Elle a donc choisi des comédiennes lumineuses, dont Élodie Bouchez (Pupille, Je verrai toujours vos visages), Lolita Chammah (Drôles d’oiseaux, Copacabana), Aurore Clément (Lacombe Lucien), Hélène Fillières (Mafiosa, le clan) ou encore Anna Mouglalis (Baron noir). Diffusé pour la première fois en 2018, Aurore a touché la chaîne publique, qui a souhaité faire (re)découvrir cette petite pépite à ses spectateurs.
Réparer les vivants
Cette production a une place toute particulière dans le cœur et la vie de Laetitia Masson. En effet, elle marque les premiers pas de la réalisatrice sur le petit écran. Un exercice très différent du cinéma, qui lui a valu de nombreux questionnements. « Pour la télévision, le spectateur n’est pas “captif”, explique-t-elle dans un communiqué d’Arte. Je pensais qu’il fallait donc le “captiver”. Ça voulait dire partir d’une idée concrète, forte, presque choquante – une enfant criminelle –, et ensuite élargir vers le sujet plus large, plus universel qui m’importait : l’enfance, ses dangers, la responsabilité des adultes pour les “prévenir” et la possibilité d’une rédemption. »
La cinéaste nous conte l’histoire d’Aurore et de Maya. La première est malmenée par une mère infantile qui « se donne aux hommes pour boucler ses fins de mois » et l’enfance de la deuxième a été brisée après la mort de son frère. Affamée et réclamant un gâteau à ce dernier, Aurore s’est emportée et l’a accidentellement tué. Cette scène de crime, où l’une est coupable et l’autre témoin, va marquer et lier les deux petites filles pour toujours.
Pour sa première série, la réalisatrice s’est inspirée des Grandes espérances de Dickens, de Manchester by the Sea de Kenneth Lonergan, mais aussi d’un fait divers qui était le point de départ de ce show. « Mais je n’ai pas cherché à donner au récit une forme de réalité documentaire. Je ne voulais pas prendre le spectateur en otage avec un style faussement réaliste qui aurait provoqué chez lui une émotion primaire, forte, mais l’aurait laissé à l’extérieur de l’histoire. »

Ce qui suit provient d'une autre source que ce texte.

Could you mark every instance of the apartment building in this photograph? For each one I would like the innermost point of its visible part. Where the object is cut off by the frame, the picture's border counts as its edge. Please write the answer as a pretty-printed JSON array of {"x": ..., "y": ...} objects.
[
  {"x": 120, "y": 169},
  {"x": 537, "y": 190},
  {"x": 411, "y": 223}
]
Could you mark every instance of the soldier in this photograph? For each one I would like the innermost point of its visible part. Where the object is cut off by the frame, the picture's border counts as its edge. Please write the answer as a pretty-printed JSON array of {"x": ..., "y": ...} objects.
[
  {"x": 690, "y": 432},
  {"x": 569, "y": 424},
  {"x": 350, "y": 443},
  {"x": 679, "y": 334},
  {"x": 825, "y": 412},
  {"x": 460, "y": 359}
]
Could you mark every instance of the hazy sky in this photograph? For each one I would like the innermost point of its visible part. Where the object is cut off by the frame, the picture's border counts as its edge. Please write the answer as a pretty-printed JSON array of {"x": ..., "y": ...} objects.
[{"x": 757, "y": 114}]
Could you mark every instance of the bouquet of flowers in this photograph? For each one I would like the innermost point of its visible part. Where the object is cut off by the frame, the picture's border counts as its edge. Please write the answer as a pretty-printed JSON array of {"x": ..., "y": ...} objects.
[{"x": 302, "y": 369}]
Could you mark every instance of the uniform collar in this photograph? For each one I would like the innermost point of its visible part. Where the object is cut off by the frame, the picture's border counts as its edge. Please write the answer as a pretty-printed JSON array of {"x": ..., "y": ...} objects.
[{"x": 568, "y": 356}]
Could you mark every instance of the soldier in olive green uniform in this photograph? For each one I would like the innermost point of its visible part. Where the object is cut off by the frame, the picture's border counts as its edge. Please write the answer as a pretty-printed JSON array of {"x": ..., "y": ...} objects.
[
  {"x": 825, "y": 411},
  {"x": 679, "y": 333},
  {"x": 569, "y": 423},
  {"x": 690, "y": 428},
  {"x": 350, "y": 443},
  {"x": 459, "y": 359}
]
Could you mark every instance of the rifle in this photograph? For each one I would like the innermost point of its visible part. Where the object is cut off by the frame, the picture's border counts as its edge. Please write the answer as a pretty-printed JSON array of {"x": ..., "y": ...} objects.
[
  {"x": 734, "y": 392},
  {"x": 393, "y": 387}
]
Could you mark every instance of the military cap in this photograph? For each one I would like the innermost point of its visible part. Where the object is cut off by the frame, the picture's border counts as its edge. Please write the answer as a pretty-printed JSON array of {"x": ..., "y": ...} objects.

Elle a donc pris le parti de présenter une forme « plus romanesque », entre la fable et le western, pour interroger le spectateur et faire émerger de nombreuses questions. « Comment régule-t-on la violence qui est en chacun de nous ? », « Comment apprend-on les limites aux enfants ? », « Quelles responsabilités ont les adultes autour d’eux ? », « Les coupables peuvent-ils réparer le passé ? », « Les victimes peuvent-elles résister, adultes, à la violence générée par leurs blessures d’enfance ? » … Toutes ces pistes de réflexion sont à (re)découvrir ce soir sur Arte, dès 20h55.